A U.S. business group urged China on Wednesday to suspend new regulations governing foreign media, saying they were a step backward in China's goal of building an information-based economy.
The American Chamber of Commerce in China also said the rules contained an inherent conflict of interest in authorizing Xinhua, the state news agency, to regulate and censor its competitors.
This is fundamentally inappropriate and inconsistent with the Chinese government's efforts to construct a market economy in which regulatory and commercial functions are separated, AmCham-China said in a statement.
The rules, announced on September 10, require foreign media to seek the approval of Xinhua to distribute content within China.
They also seek to bar international financial information companies, including Reuters and Bloomberg, from selling services directly to Chinese banks and brokerages.
Those restrictions roll back government commitments to the World Trade Organization that China would not change market access conditions for foreign companies, the chamber said.

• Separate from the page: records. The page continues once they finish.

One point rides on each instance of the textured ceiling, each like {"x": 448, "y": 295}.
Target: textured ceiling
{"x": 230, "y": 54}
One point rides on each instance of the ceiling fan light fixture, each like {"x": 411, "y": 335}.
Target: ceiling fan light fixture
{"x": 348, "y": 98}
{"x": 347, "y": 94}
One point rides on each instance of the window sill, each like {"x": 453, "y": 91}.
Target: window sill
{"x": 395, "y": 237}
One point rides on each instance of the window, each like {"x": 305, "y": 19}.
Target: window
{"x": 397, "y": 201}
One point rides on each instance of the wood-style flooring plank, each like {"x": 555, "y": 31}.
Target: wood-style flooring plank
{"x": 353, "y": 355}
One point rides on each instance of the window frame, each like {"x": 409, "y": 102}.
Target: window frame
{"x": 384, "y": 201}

AmCham-China strongly urges the Chinese government to suspend implementation of these rules pending their revision to ensure compliance with China's WTO obligations and previous commitments to permit international news organizations to deal directly with their Chinese customers.
We also urge the Chinese government to speedily implement its plans to establish an independent government agency for the long-term regulation of these industries, it said.
The chamber warned that China's own financial sector would be at a disadvantage if its participants were deprived of immediate access to real-time information.
Xinhua has said it seeks no economic gain from the rules and that they would not influence China's financial reforms, but nearly two weeks after they were announced it remains unclear how the regulations will be implemented.